These days, I keep seeing people talking about liquidations, and the more I look into it, the more I’m convinced that “oracle price feed” pricing isn’t just some minor issue that the “backend will handle.” Put simply: when your position is sitting there, and once the price feed is delayed or stalls, the price you see on-chain becomes disconnected from reality. When the price is falling, it lags—so you think you’re still safe—while the liquidation trigger is already at the door; when the price is rising, it lags again, making it easier for others to get out first, while you’re still waiting for an “update.” What’s the most miserable is when there’s a sudden spike plus congestion—by the time you react, the liquidation has already executed at the old price / the jump price, and your mindset just completely breaks.



I can also understand the recent backlash against that “nested doll” setup of re-staking, shared security, and stacked yield. More layers of yield also means more layers of risk.

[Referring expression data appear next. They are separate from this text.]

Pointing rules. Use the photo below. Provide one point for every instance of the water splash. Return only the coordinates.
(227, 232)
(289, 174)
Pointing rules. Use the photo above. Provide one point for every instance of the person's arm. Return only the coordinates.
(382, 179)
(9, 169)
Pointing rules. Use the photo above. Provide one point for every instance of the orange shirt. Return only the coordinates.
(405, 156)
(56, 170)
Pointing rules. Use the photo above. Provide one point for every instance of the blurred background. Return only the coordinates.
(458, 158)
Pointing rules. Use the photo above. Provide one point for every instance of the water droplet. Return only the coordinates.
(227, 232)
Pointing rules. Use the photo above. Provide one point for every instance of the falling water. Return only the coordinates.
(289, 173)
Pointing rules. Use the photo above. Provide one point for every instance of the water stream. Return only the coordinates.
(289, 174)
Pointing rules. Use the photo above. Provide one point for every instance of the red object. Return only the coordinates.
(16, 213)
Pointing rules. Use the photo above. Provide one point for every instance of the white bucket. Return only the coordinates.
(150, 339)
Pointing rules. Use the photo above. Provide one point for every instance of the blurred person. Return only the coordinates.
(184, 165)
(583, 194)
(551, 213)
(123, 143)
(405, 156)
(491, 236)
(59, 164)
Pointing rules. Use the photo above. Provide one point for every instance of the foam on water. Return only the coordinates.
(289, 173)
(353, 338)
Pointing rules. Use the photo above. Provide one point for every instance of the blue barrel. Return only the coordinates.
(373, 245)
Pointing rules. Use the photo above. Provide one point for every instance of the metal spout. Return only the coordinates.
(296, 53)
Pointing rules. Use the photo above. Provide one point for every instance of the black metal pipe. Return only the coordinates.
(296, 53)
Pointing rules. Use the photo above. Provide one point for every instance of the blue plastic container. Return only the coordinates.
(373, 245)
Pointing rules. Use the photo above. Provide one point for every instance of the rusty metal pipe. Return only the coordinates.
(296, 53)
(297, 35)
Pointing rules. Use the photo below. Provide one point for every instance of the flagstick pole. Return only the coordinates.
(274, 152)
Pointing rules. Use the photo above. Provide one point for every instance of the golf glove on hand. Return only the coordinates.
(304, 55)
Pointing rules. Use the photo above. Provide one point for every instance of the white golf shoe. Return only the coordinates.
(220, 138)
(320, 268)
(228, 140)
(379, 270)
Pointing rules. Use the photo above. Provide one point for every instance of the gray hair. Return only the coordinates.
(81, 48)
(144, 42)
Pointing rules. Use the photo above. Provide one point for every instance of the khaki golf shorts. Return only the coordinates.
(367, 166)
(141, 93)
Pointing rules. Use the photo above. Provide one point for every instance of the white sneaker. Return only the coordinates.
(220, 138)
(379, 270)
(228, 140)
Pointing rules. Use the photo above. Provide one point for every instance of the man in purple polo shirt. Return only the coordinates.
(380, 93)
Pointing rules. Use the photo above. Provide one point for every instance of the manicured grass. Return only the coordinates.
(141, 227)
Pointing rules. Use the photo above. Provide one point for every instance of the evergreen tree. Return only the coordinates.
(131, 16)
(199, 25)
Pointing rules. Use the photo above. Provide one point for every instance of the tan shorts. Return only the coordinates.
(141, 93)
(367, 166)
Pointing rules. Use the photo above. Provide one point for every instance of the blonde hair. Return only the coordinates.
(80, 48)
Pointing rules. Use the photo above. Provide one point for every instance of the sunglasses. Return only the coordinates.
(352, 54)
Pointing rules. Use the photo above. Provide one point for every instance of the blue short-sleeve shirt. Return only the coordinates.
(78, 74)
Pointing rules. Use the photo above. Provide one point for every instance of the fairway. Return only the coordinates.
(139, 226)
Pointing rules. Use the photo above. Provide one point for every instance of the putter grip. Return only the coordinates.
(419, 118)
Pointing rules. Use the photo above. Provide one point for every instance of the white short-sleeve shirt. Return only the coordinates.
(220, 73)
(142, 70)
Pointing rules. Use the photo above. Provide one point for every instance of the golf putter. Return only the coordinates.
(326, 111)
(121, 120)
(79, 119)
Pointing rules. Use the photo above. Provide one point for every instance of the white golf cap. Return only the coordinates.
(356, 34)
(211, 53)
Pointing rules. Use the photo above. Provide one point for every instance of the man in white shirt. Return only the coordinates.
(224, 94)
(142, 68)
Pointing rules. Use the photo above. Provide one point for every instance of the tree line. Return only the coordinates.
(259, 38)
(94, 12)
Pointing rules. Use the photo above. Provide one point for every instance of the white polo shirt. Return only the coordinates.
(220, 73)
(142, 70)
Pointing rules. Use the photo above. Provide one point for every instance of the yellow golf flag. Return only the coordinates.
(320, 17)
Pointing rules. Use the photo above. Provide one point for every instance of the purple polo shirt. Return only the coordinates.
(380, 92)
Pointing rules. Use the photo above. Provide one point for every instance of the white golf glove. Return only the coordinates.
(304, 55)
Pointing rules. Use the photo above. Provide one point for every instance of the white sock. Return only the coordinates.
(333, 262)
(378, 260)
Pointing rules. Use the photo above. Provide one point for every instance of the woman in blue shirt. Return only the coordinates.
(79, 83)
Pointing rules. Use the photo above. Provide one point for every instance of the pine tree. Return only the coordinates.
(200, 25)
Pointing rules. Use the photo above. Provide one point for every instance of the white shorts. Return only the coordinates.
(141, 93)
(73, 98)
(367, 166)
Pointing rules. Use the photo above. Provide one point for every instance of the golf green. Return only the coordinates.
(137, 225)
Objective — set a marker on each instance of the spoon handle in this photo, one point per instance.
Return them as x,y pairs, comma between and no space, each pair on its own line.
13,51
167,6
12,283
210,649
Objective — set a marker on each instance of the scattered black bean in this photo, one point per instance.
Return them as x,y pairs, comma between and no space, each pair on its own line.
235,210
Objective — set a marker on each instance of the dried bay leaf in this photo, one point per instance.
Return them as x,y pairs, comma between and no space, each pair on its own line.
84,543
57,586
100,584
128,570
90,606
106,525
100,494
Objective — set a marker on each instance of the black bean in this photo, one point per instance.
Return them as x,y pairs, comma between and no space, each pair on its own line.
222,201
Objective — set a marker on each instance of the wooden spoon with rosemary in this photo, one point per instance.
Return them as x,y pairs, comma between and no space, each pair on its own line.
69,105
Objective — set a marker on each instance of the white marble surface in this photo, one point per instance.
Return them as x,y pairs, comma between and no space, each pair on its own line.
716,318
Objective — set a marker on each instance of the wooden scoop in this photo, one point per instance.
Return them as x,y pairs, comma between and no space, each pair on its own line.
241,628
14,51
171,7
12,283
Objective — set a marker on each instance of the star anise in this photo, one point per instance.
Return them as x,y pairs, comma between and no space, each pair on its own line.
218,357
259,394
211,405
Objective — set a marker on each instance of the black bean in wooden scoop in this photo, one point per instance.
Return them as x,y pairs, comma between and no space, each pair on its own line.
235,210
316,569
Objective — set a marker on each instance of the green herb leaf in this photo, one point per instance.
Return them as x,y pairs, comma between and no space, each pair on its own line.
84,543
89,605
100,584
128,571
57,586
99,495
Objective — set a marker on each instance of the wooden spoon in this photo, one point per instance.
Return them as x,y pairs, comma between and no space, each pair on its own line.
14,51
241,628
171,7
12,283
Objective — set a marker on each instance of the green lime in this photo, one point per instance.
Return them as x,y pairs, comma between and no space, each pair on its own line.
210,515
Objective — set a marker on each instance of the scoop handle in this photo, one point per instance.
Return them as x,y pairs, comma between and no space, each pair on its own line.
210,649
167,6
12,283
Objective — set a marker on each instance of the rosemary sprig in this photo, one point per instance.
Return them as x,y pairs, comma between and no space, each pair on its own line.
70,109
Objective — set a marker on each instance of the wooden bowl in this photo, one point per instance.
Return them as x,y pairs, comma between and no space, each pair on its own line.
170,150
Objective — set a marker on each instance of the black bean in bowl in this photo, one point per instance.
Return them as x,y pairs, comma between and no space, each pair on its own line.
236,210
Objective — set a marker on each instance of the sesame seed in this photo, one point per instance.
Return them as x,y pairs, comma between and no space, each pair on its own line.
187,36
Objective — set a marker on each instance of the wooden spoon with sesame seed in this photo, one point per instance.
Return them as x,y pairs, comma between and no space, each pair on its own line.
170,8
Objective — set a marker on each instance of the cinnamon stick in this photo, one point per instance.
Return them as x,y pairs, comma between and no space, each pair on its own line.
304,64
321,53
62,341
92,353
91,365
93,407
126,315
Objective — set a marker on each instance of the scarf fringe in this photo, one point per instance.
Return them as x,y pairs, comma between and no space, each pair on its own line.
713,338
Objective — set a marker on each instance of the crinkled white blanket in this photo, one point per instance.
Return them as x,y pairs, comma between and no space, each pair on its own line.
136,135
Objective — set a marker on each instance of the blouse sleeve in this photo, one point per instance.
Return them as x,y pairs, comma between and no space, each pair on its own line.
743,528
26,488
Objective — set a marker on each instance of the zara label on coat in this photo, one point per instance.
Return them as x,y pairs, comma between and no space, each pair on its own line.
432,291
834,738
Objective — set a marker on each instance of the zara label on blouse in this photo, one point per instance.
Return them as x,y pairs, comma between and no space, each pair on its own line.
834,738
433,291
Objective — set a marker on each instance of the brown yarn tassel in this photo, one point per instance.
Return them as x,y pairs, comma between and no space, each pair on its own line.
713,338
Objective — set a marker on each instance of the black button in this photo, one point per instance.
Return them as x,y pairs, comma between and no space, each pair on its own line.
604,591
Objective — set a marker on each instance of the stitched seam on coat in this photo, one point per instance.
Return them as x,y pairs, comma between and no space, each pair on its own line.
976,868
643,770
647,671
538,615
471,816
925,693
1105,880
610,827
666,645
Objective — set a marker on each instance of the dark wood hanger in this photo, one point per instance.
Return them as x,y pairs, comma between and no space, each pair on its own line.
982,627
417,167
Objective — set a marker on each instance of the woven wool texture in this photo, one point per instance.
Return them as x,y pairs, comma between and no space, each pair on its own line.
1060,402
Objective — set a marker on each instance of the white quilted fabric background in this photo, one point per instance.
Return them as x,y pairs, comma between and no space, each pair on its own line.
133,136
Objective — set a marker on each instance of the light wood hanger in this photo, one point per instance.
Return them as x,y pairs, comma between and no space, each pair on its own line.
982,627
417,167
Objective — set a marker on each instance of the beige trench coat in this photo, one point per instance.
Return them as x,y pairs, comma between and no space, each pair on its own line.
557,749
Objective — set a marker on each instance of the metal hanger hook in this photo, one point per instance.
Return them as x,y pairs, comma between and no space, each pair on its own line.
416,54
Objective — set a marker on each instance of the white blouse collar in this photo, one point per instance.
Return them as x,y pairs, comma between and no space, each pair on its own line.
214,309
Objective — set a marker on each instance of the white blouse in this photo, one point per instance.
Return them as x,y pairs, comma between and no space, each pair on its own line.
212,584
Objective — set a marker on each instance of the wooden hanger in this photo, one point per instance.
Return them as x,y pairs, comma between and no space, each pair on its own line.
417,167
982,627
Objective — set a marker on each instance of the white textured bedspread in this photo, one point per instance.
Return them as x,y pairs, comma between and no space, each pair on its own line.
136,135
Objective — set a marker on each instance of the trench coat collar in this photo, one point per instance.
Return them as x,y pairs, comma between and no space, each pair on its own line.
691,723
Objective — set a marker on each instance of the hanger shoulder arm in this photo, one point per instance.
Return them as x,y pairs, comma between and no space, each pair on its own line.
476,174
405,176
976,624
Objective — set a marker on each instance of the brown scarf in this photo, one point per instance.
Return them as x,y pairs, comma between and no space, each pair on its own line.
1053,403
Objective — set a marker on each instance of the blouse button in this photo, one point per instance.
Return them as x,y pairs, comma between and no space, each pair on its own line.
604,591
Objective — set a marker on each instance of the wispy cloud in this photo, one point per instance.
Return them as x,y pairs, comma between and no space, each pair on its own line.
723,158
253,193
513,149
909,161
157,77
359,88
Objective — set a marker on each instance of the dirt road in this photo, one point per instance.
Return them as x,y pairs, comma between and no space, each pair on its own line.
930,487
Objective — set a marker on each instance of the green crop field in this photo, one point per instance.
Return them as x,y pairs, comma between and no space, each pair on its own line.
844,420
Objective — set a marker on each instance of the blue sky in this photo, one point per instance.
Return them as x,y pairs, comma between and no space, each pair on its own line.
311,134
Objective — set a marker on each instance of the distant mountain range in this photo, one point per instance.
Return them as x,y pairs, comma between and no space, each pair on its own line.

If any part of the system—any one link—has a problem with oracle pricing or risk controls, that issue can propagate, and in the end it’s still small retail investors like you and me who end up paying the bill.

For my own part, I’m willing to take one extra step for safety now: I’d rather earn a little less interest and keep leverage lower, pulling the liquidation trigger farther away. Also, I’ll set up a price alert and regularly check whether the oracle sources are diversified. It’s a hassle, but compared with waking up one day to find my position gone, it’s worth it. A small profit still counts as a win—preserve capital first.